5.  Not set it on autopilot.  The business of You is the same as any business — there is revenue, expenses, assets, and liabilities to address.  Sucessful business is a system that can be operated by the dumbest person you know, which is typically you.  Now add lack of sleep, terrible doubt, and unforseen circumstances that will inevitably arrive, and your autopilot system will save your ass while you can scramble to either threats or opportunities.  Your autopilot system is going to get you 80% of the way there so long as you regularly reference #4.

6.  Invest without homework.  This is a close cousin to the Zen Method of Finance.  Here’s a red flag… if you “feel” like something is a good investment, stop what you’re doing and open a freakin’ spreadsheet.  You should not be feeling anything except the sensational joy of flipping the double rods to The Great American Waste of Time (most jobs) at the end of your accelerated journey through the Financial Forest of Doom.  In short, if you feel like you don’t know what you’re doing, you don’t know what you’re doing, and you need to spend 80 more hours crunching numbers until you vomit.  Then proceed.

7.  Don’t pay yourself first.  In my book (yes, there’s a book), this is the most powerful tool in the financial freedom fighter handbook.  It goes something like this:  do your homework, figure out exactly what you need to do to achieve financial freedom given your income and time horizon, pay yourself first.  Then – repeat.  There will always be dozens of methods to waste money, and if you’re not disciplined the best thing in the world is to keep your money away from You.  I keep my most liquid accounts as close to zero as possible because it forces me to be constantly aware of what’s going on.  As soon as dollar soldiers enlist – send them to battle immediately.

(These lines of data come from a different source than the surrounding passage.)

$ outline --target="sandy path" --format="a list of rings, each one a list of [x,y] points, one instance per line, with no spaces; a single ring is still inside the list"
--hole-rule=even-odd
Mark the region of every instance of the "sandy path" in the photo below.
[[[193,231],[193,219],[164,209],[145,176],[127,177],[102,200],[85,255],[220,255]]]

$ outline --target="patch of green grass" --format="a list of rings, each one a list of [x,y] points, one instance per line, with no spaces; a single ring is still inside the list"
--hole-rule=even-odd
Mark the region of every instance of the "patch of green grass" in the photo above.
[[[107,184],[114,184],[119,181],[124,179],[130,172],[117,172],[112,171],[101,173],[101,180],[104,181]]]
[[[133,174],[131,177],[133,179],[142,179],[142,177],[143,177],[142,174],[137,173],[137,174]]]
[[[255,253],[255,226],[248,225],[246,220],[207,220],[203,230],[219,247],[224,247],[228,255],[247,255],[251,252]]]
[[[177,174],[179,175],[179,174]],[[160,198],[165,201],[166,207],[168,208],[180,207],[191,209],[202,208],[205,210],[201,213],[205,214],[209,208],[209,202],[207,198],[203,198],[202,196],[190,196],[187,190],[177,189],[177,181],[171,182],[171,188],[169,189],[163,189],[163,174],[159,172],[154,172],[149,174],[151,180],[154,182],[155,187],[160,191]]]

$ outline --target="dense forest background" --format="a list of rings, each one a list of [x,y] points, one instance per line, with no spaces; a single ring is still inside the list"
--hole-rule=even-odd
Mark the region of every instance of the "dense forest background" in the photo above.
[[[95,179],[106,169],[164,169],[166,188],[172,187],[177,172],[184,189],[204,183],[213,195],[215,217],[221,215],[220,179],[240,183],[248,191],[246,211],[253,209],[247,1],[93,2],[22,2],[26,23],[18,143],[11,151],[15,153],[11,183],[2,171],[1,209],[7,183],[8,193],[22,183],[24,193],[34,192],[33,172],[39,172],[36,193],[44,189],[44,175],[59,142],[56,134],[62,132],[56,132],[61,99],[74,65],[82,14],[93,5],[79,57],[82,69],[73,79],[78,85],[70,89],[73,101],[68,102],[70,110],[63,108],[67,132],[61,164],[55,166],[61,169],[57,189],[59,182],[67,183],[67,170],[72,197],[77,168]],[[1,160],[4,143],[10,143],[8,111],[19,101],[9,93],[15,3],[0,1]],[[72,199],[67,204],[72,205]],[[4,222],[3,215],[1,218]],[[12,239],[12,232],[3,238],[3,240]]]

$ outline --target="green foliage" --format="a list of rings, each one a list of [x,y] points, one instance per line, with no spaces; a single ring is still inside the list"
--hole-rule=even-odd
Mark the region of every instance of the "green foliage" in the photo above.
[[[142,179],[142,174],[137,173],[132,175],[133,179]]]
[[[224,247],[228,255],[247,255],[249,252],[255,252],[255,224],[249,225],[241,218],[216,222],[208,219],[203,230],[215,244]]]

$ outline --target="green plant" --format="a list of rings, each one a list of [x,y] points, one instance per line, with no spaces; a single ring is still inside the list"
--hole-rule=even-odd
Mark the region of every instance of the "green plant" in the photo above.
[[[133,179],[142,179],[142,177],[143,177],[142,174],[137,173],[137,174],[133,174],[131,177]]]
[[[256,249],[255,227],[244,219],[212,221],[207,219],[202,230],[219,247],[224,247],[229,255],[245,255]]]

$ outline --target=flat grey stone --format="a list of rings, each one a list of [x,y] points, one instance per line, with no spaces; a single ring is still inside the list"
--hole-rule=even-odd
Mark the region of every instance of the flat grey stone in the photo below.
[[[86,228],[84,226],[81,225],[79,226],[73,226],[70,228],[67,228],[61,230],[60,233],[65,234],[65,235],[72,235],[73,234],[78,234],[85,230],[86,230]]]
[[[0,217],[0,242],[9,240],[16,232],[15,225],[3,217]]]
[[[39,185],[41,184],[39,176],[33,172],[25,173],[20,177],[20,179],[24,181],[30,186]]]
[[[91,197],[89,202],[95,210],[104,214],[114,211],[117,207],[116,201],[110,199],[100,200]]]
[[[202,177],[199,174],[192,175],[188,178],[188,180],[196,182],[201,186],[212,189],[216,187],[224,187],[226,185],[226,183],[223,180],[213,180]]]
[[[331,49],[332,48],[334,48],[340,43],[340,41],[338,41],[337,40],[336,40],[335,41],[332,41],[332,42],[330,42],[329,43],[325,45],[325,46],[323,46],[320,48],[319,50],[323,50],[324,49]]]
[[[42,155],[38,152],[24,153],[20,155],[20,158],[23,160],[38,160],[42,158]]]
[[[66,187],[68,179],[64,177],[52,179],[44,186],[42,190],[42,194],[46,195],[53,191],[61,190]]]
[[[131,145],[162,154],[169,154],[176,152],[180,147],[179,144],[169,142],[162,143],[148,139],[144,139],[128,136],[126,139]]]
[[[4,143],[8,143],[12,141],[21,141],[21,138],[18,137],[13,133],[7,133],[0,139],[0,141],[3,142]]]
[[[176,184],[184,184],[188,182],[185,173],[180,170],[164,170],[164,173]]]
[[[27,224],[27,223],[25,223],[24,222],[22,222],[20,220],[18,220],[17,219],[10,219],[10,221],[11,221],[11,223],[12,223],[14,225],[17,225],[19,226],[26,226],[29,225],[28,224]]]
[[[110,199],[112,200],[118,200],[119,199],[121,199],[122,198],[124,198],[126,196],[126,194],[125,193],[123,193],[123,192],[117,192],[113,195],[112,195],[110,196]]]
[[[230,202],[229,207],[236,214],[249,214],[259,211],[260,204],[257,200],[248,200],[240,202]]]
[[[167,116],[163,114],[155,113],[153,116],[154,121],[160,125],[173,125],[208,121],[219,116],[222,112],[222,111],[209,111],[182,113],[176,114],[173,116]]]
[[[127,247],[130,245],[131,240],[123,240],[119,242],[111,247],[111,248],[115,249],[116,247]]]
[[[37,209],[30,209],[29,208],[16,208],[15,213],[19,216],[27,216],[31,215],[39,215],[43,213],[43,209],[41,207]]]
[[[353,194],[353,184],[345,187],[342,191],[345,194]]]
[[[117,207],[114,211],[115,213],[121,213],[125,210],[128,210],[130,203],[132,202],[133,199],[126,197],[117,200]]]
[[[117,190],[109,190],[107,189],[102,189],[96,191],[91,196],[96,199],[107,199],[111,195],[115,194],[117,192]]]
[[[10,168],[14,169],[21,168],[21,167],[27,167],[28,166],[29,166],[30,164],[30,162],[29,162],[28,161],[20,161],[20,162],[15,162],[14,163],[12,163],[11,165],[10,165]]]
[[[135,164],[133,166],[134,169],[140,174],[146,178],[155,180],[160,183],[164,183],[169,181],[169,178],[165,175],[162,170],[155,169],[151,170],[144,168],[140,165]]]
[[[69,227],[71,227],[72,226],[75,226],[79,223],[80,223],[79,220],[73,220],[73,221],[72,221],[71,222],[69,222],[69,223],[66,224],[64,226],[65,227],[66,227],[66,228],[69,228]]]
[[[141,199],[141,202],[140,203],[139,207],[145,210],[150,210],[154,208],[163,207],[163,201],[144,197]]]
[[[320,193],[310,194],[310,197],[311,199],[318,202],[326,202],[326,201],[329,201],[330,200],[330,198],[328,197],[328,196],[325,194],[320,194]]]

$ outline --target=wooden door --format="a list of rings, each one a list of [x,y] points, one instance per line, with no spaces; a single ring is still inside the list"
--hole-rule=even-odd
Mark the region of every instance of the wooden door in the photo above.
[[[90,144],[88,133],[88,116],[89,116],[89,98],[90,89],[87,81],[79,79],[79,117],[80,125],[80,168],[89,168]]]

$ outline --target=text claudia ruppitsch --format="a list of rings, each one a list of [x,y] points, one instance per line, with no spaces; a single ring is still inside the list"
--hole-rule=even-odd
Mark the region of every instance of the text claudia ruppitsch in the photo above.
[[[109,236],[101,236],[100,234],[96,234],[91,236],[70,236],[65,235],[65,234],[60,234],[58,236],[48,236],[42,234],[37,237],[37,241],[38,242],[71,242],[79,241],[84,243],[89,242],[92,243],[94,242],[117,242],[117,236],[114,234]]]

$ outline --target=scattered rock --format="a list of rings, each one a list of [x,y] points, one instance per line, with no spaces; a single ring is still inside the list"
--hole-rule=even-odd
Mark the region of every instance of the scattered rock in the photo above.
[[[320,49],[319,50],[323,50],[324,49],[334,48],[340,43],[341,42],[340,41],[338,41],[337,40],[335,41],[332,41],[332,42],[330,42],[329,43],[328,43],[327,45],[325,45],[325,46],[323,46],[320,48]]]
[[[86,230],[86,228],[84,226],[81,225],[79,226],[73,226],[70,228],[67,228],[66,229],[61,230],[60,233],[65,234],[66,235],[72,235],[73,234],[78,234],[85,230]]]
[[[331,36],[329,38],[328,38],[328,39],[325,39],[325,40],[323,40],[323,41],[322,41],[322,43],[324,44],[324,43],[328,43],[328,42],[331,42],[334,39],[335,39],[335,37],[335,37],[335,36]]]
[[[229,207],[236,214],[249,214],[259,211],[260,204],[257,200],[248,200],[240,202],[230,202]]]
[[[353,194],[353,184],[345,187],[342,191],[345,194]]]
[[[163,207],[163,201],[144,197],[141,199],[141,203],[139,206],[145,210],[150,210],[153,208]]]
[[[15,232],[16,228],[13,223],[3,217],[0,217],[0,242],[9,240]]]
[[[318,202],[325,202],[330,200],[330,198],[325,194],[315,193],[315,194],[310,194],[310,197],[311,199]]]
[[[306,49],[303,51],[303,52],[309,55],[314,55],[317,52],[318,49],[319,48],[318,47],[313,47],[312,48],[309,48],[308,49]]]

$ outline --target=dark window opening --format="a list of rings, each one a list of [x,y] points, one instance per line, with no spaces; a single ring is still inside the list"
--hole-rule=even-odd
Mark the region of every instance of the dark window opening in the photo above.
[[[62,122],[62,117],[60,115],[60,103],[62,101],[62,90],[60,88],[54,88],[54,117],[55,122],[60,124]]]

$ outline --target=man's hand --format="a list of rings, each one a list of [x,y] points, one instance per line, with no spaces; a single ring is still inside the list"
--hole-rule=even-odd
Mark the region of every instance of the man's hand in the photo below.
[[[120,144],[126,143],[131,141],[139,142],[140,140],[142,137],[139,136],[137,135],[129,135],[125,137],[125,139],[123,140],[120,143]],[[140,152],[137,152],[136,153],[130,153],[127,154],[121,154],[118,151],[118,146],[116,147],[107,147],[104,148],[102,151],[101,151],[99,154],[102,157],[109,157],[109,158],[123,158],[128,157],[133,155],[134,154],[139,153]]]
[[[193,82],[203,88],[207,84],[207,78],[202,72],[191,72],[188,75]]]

8.  Pay the wrong debt.  Paying debt and being debt-free is an awesome feeling, but you also need to take some investment risk in order to grow which generally means using leverage in the most meaningful way.  The only time it’s okay to borrow money is if doing so will achieve a pre-determined financial goal.  By the way, going on vacation with a credit card is not a financial goal.  Sorry.  Many people like to pay the lowest debt balance first, but the most savings/return is realized when you pay the highest interest first.  Sure, if you’ve got piddly (technical term) debt balances, go ahead and clean them up, but the biggest impact will be to reduce and eliminate your highest interest debt.  All other debt should be constantly subject to very best refinancing terms in order to boost your cashflow and keep your money soldiers engaged and attacking.